The price of oil tumbled more than 7 percent on March 15 to its lowest level three weeks, despite supply disruptions caused by the conflict in Ukraine and surging COVID-19 cases in China.
The steep decline followed after supply disruption fears eased when Russia’s Foreign Minister Sergei Lavrov stated that Moscow is in favor of resuming the 2015 Iran nuclear deal as soon as possible.
Speculators are hopeful that a revision of the Iranian nuclear deal, backed by Russia, would lead to Iranian oil sanctions being lifted and allow Tehran to resume crude exports.
On March 15, a Ukrainian negotiator said that talks with Russia for a ceasefire and a possible end to the war had resumed and are still ongoing.
The war in Ukraine has led to rising commodity prices, which have further exasperated global inflation and disrupted trade flows and transportation logistics, partially offsetting the gradual easing of global supply chain bottlenecks.Meanwhile, EU and G7 sanctions against Russia have failed to deter China and India from buying Russian crude.

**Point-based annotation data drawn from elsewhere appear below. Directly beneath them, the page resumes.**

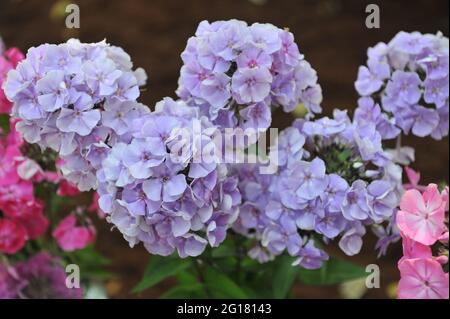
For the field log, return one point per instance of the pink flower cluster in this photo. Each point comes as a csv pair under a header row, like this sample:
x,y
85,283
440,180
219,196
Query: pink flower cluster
x,y
423,223
21,213
42,276
8,61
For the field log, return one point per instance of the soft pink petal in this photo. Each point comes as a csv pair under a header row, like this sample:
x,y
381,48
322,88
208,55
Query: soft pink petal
x,y
412,201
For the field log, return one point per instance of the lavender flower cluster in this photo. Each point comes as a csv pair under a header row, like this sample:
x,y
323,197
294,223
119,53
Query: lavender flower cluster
x,y
405,86
236,73
76,99
334,177
80,100
159,190
334,180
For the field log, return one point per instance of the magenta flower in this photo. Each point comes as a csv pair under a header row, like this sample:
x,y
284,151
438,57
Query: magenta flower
x,y
71,237
422,216
422,279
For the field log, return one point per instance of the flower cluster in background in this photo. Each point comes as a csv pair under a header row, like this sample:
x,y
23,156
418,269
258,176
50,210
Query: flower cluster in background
x,y
334,180
423,222
22,215
238,73
335,176
34,234
40,277
405,86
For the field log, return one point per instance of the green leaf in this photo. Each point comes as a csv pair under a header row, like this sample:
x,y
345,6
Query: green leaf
x,y
334,271
194,290
160,268
221,286
91,262
284,277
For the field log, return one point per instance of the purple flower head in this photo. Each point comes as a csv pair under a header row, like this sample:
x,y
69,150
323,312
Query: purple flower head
x,y
310,257
229,66
351,242
408,78
312,178
355,205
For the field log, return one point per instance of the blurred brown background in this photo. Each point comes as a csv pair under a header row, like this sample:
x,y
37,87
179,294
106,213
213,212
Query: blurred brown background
x,y
331,34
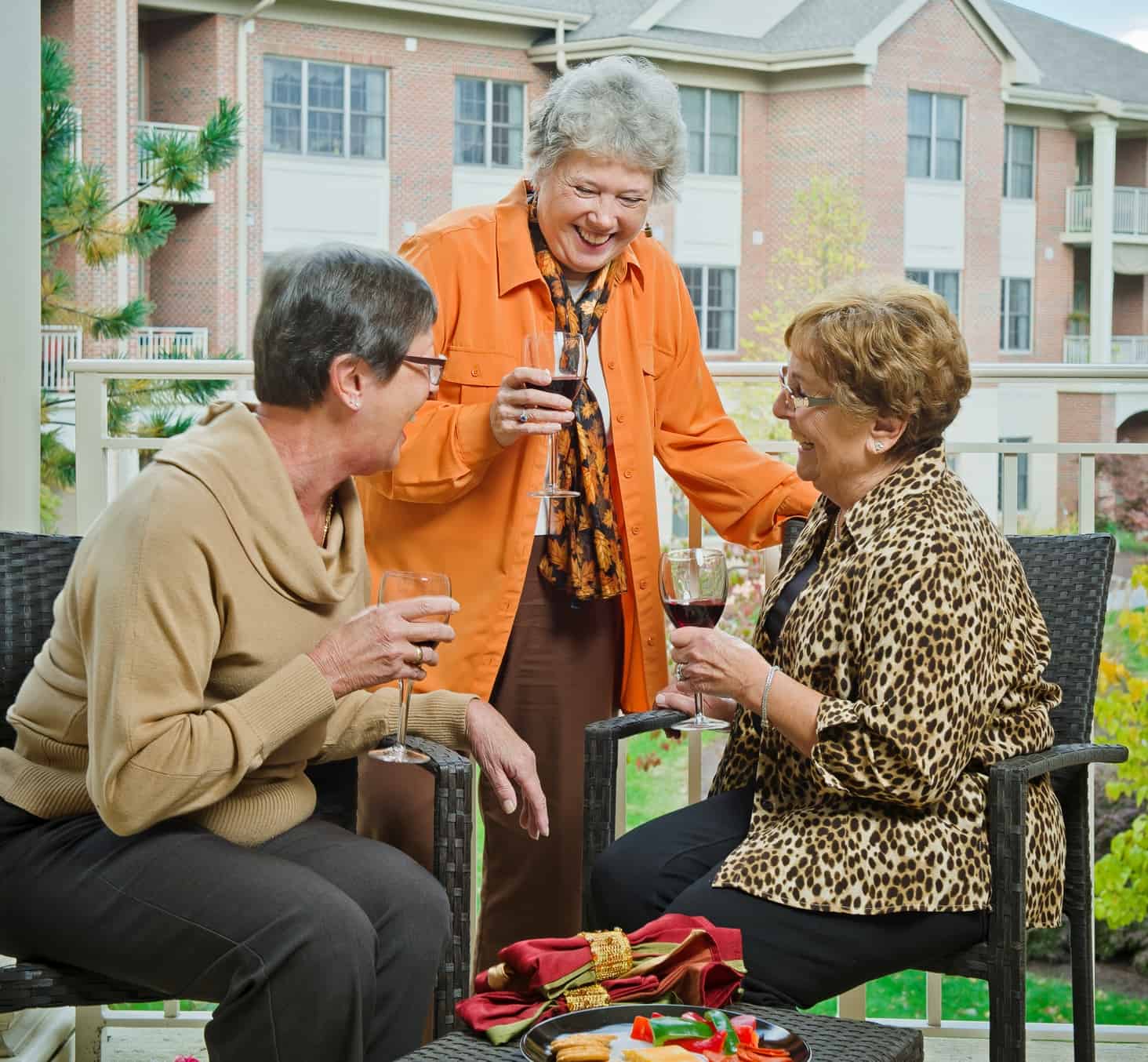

China has been witnessing a jump in daily COVID infections, with entire towns facing lockdowns adding further pressure on prices as the world economy recovers from the initial outbreak in 2020.
The nation’s daily oil processing rate dropped 1.1 percent in the first two months of the year from 2021, to the lowest since December 2020, as independent refiners scaled back operations after the CCP slashed their crude oil import quotas.
OPEC and its allies, collectively known as OPEC+, announced on March 15, that its view on demand and growth remained unchanged and spare crude oil production capacity remains limited.